Some of the faces Lopez draws look a little strange, and sometimes the proportions seem off (Grace has oddly small fists for how big she is at times), but the work is very expressive. Maybe the faces look odd because a person making that expression should look weird. And it works for the funnier moments. Batman recruited a scientist onto the team who remote controls an OMAC from the Batcave, and some of his actions while he's doing that, and when he meets Alfred are pretty funny. When Lopez needs to string together a sequence of panels for a fight scene, he can do that. You can tell how the action progresses from one to the next easily. There's nothing special about the page layouts or anything, it's just solid artwork for a superhero comic. It makes sure all the information you need is there, it sells the emotions and the action.

The overarching plot involved an alien parasite from beneath the Moon's surface, controlling people and trying to do. . . something. We never found out, because Dixon left the book (or was fired, I forget which) around issue 10. Supposedly because he was angry with how Batman R.I.P. was fucking with his book. Grant Morrison was waiting until the last second to send his stuff in for that story, so DC couldn't change any of it. That left everyone doing tie-ins scrambling to get their shit done on tighter deadlines. I get Morrison not wanting his work fucked with, and I doubt he told DC to make other books tie in, but come on, have some sense of the fact you're making other people's lives harder.

With Dixon off the book, and tie-ins commencing, I jumped ship. Just as well, because once the tie-ins were over, Keith Champagne took over writing and retooled the roster, dumping Cass and Green Arrow among other, and I want to say adding Killer Croc? I don't know.
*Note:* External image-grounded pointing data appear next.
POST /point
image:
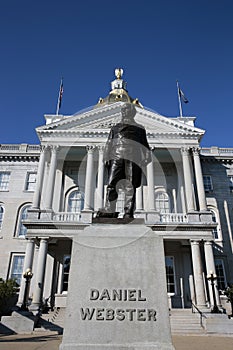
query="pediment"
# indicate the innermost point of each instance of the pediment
(99, 121)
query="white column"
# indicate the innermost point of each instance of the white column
(210, 268)
(187, 179)
(151, 185)
(199, 179)
(40, 275)
(39, 179)
(60, 278)
(88, 201)
(100, 180)
(139, 198)
(28, 261)
(197, 274)
(51, 178)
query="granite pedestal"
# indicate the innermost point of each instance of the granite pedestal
(117, 295)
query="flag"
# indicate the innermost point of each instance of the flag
(182, 96)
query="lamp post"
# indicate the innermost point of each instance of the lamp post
(28, 276)
(212, 277)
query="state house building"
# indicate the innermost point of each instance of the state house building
(51, 191)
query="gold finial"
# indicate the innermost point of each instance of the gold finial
(118, 73)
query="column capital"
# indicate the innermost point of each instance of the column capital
(210, 242)
(43, 148)
(54, 148)
(194, 241)
(185, 151)
(43, 239)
At some point I think Dan Didio started writing it, which is when you know the book is going to be total shit, but I was long gone by then.

5 comments:

Gary said...

Dixon brought in the idea from 52 of Ralph and Sue Dibny running around as ghosts.
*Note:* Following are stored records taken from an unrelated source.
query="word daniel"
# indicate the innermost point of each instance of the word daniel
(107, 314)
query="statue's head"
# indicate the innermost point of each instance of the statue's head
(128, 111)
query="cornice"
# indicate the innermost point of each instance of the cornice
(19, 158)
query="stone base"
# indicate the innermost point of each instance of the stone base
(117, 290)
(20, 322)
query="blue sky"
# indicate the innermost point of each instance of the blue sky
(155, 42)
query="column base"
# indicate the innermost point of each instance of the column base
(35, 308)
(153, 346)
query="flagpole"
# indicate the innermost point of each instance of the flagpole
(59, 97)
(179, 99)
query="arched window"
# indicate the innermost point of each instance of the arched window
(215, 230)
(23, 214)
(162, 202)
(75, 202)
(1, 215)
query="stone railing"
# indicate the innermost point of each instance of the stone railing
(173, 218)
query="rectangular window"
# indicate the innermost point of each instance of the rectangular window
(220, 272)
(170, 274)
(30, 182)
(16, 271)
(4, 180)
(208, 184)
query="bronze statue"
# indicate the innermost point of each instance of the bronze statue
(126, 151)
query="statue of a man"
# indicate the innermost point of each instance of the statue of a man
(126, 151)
Really? Wow, I didn't know anyone had used that; I thought they turned in last one or two issues (possibly the last one if my failing memory serves) as ghosts and then it was never mentioned again.
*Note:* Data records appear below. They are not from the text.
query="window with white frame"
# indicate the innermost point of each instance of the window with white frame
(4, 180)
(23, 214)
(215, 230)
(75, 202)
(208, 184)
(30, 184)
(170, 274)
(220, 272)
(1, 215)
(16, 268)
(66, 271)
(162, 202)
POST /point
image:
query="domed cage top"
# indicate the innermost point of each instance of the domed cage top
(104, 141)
Dan Didio started writing it, which is when you know the book is going to be total shit.

So, so true - I was sort of tempted by SIDEWAYS but when I realised Didio was writing it, just didn't bother. Man, he sucks as a writer.

CalvinPitt said...

Gary: Ralph and Sue initially show up at Wayne Manor, then travel to the jungle where Bats and the Outsiders are, and most of what we see them doing is possessing people so they can talk, or at one point, turning some mercenaries against each other.

Also, Sue befuddles Ollie at one point by needling him about hitting on her back in the day, and he has no clue who she is since she's in someone else's body. Ollie actually catches on faster than I would have expected. I can't imagine "married woman I flirted with" narrows things down much for him.

I guess we can assume they did some detective work to figure out the same stuff Batman had, but I don't think Ralph ever explains what it was.

I have never heard anything good about Didio's work as a writer. Actually, I'm not sure I've heard anything good about him in any capacity.

Gary said...

I can't imagine "married woman I flirted with" narrows things down much for him.

Haha! :)

SallyP said...

Um...yeah. This was not a particularly good time at DC. When they deciced to kill off most of the characters I actually cared about...was the beginning of the end for me.

CalvinPitt said...

This was actually a bit of a bounceback time for me, with Cass getting back to normal and Stephanie Brown eventually being not dead. 2008 through the first half of 2011 was the time I bought the most new DC stuff.

The New 52 killed that momentum quickly.